DATE: Thursday, April 4, 1996                TAG: 9604040085
SECTION: VIRGINIA                 PAGE: C-5  EDITION: METRO 
SOURCE: JAN VERTEFEUILLE STAFF WRITER


MAN HURT IN ARREST FILES SUIT SAYS POLICE ACTIONS VIOLATED HIS RIGHTS

A man whose knee was dislocated in a scuffle with police while resisting arrest in April 1994 is suing Roanoke and the two officers.

Lennord Davidson filed a lawsuit in federal court Wednesday, alleging that his civil rights were violated during his arrest. He is black; the two police officers are white.

He charges that Officers Barry Booth and Duane Jones "used physical force which was clearly excessive" as they arrested him on a charge of public drunkenness. They had been called to his house on VanBuren Street Northwest by his girlfriend, who said he had hit her on the head with a candlestick.

Davidson ran away, and the two officers tackled him, hurting his knee. His suit says he spent 21 days in the hospital recuperating. Although his suit does not detail it, he said at the time that he suffered a dislocated knee and that an artery in his leg was crushed.

He also alleges that the officers beat him and sprayed him with pepper spray, a chemical used to subdue suspects, after he was in handcuffs.

Although an internal investigation cleared the two officers, Davidson's attorney, Thomas Dickenson, said he doesn't trust that probe "even a little bit." He would not comment on whether there were witnesses to the incident.

Roanoke General District Judge John Apostolou found Davidson guilty of impeding police when he resisted arrest. He fined Davidson $500 and imposed a 90-day suspended sentence. Apostolou said it was not up to him to determine if excessive force was used, but said that police must "do whatever it takes to get him arrested."

The internal police investigation found that there was no police brutality and that the officers used "only such force as was necessary."

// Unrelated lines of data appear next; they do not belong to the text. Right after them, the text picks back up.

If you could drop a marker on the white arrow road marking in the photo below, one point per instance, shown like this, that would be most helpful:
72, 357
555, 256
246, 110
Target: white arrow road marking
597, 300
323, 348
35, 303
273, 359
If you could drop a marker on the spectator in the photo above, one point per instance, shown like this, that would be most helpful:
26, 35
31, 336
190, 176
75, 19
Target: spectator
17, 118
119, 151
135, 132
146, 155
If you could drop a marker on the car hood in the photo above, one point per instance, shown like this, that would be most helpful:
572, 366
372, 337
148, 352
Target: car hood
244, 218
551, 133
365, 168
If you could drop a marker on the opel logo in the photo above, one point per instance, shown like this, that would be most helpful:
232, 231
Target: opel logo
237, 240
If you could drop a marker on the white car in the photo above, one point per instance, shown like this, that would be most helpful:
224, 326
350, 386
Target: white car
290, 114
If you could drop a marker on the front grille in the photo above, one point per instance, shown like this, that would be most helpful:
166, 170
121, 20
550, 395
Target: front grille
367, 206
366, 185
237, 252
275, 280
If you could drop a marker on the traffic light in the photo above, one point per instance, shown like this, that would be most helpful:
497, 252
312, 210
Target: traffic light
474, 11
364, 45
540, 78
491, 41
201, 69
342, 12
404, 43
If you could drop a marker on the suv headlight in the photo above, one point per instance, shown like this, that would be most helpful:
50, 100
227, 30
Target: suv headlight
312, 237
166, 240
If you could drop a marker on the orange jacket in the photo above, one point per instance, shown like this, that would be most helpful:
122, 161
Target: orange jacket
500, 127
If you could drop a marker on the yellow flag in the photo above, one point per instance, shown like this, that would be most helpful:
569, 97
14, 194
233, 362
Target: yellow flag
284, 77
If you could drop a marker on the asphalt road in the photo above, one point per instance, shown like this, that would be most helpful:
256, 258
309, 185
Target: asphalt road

Davidson, a laborer, is seeking $10.25 million in damages, lost wages and medical expenses. Dickenson said Davidson's doctor has put him on 100 percent disability.

Davidson alleges that the city has a "custom" of failing to train and supervise its police officers properly.

The suit was filed Wednesday because the two-year statute of limitations runs out April 16, Dickenson said. He said it had nothing to do with recent accusations by some Roanoke residents of police brutality against black suspects.